Aligns the naming conventions defined in editorconfig (dotnet_naming_style, dotnet_naming_symbols, dotnet_naming_rule) which are reported under the IDE1006 rule with the existing StyleCop rules from the SA13XX range.
This ensures the two rulesets agree when rejecting and accepting naming conventions within the IDE, with a few edges cases where only one ruleset can enforce the convention. IDE1006 allows use to specify a naming convention for type parameters, const locals and protected readonly fields which SA13XX cannot enforce. Some StyleCop SA13XX rules such as SA1309 'Field names should not begin with underscore' are not possible to enforce with the naming rules of IDE1006.
Therefore we enable the IDE1006 as a build time warning to enforce conventions and extend them. We disable SA13XX rules that can now be covered by IDE1006 to avoid double-reporting but leave the remaining SA13XX rules that cover additional cases enabled.

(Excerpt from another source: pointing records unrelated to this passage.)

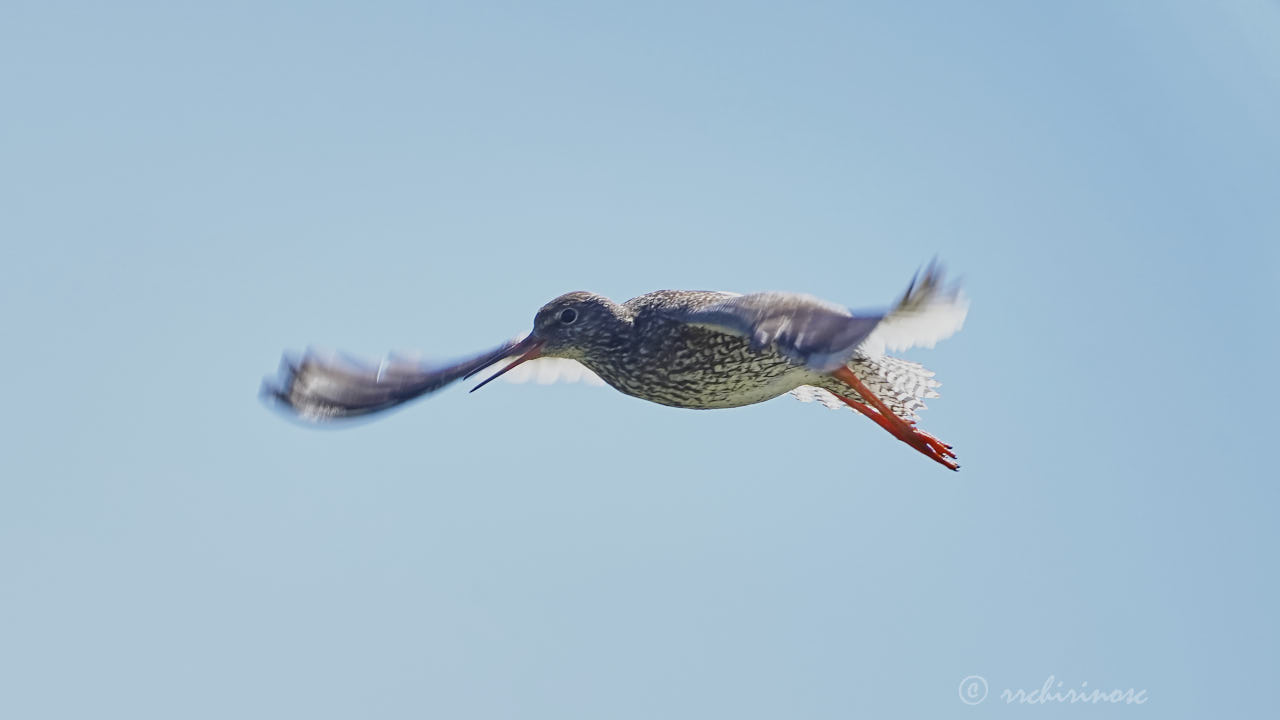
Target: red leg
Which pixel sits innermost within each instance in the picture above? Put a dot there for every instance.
(904, 431)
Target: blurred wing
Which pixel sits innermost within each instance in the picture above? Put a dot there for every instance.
(814, 332)
(320, 387)
(927, 313)
(547, 370)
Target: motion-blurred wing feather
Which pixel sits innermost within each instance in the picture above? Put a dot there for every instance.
(324, 387)
(810, 331)
(927, 313)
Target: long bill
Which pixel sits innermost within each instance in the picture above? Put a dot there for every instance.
(529, 349)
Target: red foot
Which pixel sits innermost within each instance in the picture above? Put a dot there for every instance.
(903, 429)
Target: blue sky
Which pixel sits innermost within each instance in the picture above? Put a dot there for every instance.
(186, 190)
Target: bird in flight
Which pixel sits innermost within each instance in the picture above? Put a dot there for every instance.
(684, 349)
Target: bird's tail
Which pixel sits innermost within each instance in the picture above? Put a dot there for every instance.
(903, 384)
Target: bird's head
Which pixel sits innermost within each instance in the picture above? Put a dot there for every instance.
(575, 326)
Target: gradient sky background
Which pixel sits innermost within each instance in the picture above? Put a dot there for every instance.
(186, 190)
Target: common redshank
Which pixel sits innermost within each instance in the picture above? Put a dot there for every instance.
(686, 349)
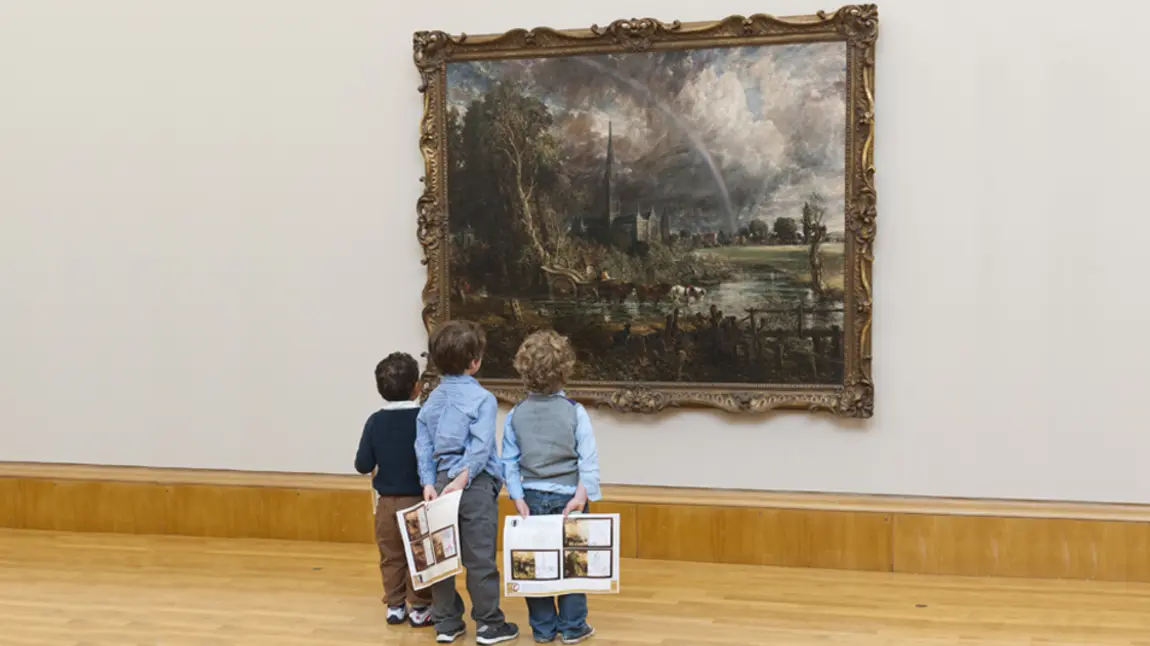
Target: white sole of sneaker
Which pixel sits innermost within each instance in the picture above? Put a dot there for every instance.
(492, 640)
(447, 638)
(581, 639)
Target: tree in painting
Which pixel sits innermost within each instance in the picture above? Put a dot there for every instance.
(679, 214)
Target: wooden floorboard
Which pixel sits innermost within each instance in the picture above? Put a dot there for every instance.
(89, 589)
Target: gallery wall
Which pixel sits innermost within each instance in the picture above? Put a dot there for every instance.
(208, 238)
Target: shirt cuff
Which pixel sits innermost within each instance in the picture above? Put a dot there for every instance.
(515, 490)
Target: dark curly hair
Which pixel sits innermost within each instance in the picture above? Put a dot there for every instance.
(396, 376)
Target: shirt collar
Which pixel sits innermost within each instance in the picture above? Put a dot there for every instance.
(400, 405)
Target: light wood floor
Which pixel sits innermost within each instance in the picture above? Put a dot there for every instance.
(63, 589)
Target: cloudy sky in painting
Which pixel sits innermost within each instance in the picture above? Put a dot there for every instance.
(750, 131)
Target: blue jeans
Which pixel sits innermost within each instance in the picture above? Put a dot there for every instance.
(541, 612)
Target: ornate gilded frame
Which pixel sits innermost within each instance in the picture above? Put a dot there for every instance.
(857, 25)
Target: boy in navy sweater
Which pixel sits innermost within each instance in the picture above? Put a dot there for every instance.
(388, 447)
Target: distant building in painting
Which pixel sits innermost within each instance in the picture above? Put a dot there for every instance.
(611, 225)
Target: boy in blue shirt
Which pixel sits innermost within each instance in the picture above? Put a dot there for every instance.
(455, 447)
(551, 466)
(388, 447)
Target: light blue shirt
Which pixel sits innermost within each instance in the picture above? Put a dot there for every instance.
(455, 430)
(584, 447)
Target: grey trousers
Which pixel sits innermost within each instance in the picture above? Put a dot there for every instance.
(478, 525)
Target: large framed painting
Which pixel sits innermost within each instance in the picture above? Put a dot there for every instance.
(691, 205)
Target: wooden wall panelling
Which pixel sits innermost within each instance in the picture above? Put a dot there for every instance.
(850, 540)
(1021, 547)
(913, 536)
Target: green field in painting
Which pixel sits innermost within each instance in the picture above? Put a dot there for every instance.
(787, 259)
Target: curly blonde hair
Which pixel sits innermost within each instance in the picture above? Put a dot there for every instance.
(545, 361)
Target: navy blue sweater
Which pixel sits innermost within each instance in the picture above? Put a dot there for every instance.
(389, 443)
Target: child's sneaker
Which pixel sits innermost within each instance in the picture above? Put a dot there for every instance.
(579, 636)
(488, 635)
(397, 615)
(421, 617)
(449, 637)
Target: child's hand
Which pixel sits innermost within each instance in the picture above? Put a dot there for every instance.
(577, 504)
(458, 484)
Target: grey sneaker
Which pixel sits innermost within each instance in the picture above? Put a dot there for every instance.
(489, 635)
(449, 637)
(583, 635)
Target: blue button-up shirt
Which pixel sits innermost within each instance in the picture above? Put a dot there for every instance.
(584, 447)
(455, 430)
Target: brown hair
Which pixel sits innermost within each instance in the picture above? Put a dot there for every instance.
(455, 344)
(396, 376)
(545, 361)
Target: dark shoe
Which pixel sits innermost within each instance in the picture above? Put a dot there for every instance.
(397, 615)
(420, 617)
(582, 635)
(449, 637)
(489, 635)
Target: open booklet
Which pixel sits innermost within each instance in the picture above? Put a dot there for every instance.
(546, 555)
(431, 539)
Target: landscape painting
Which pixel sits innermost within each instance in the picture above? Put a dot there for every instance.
(688, 216)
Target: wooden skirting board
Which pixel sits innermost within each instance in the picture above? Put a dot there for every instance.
(851, 532)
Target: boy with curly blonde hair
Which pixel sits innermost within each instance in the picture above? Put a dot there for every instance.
(551, 466)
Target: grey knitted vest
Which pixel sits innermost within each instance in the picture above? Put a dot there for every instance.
(545, 429)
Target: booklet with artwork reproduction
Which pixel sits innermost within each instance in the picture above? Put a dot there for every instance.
(549, 555)
(431, 539)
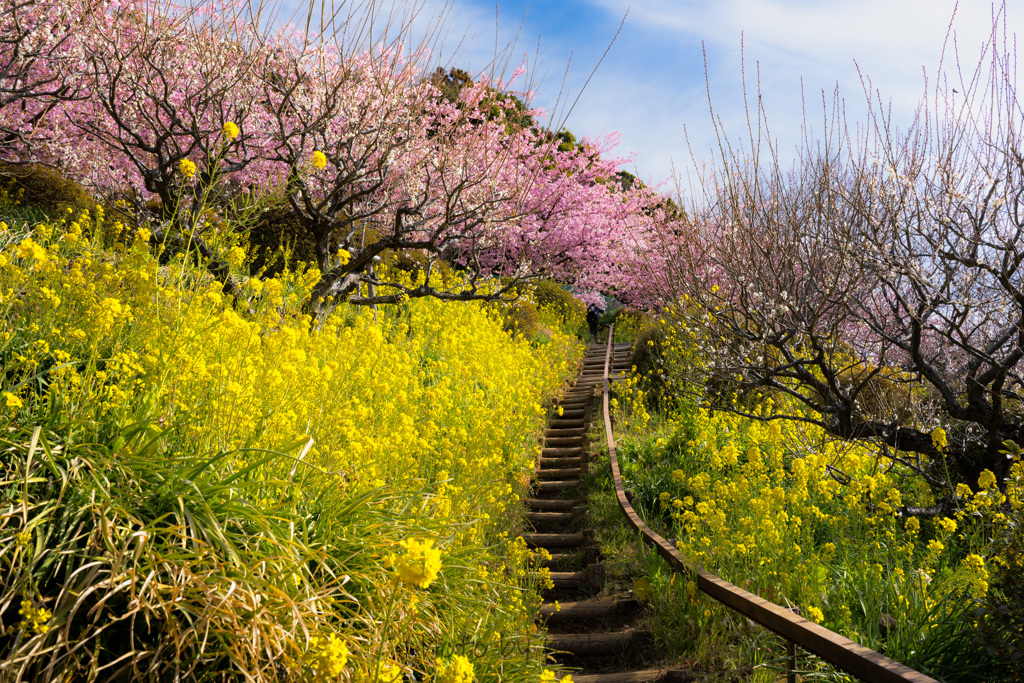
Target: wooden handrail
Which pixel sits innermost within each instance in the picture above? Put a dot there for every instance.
(852, 657)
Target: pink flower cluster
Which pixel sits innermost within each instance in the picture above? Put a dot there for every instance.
(122, 95)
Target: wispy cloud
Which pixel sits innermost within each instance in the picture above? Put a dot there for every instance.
(651, 88)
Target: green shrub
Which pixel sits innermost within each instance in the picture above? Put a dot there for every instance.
(44, 188)
(279, 239)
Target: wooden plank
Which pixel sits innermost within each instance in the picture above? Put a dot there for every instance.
(563, 441)
(555, 540)
(550, 486)
(594, 643)
(553, 505)
(642, 676)
(848, 655)
(587, 609)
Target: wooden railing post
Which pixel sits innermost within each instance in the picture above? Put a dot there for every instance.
(838, 649)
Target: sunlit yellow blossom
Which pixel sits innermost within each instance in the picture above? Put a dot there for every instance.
(420, 563)
(547, 676)
(814, 614)
(458, 670)
(975, 575)
(30, 251)
(986, 479)
(33, 619)
(329, 654)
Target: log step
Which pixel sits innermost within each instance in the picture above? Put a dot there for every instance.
(577, 431)
(561, 453)
(587, 609)
(595, 643)
(592, 575)
(540, 518)
(571, 441)
(560, 462)
(555, 505)
(555, 540)
(549, 486)
(558, 475)
(643, 676)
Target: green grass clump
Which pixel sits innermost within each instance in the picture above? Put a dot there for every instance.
(204, 486)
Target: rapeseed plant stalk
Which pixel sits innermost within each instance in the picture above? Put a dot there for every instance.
(801, 519)
(209, 465)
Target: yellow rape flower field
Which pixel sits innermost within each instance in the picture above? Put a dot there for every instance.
(817, 524)
(192, 482)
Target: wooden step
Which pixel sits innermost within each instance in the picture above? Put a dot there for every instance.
(643, 676)
(549, 518)
(587, 609)
(561, 559)
(576, 431)
(551, 486)
(559, 474)
(563, 423)
(552, 505)
(592, 574)
(556, 540)
(576, 452)
(589, 644)
(563, 441)
(561, 462)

We also re-enable the SA1311 rule convention but enforce it via IDE1006, requiring some violations to be fixed or duplication of existing suppressions. Most violations fixes are trivial renames with the following exception. In ActorInitializer.cs, we prefer to make the fields private instead. ValueActorInit provides a publicly accessible property for access and OwnerInit provides a publicly accessible method. Health.cs is adjusted to access the property base instead when overriding. The reflection calls must be adjusted to target the base class specifically, as searching for a private field from the derived class will fail to locate it on the base class.
Unused suppressions were removed.
Also added a rule to silence StyleCop complaining about StaticReadonlyFieldsMustBeginWithUpperCaseLetter to match what we already have configured for the IDE.
Unfortunately due to bugs in the analyzers or something else, the IDE0005 doesn't work as expected. The "officially suggested" workaround is to enable XML documentation generation to trigger IDE0005 during compiling. Then we need to add three more rules to silence the warnings that come from the XML documentation generation. We also need to enable code style enforcing on build for all of this to work.
Known issue is that all of this produces a bunch (tens to hundreds) of obscure analyzer warnings on older versions of Visual Studio, but those seem to not be causing issues.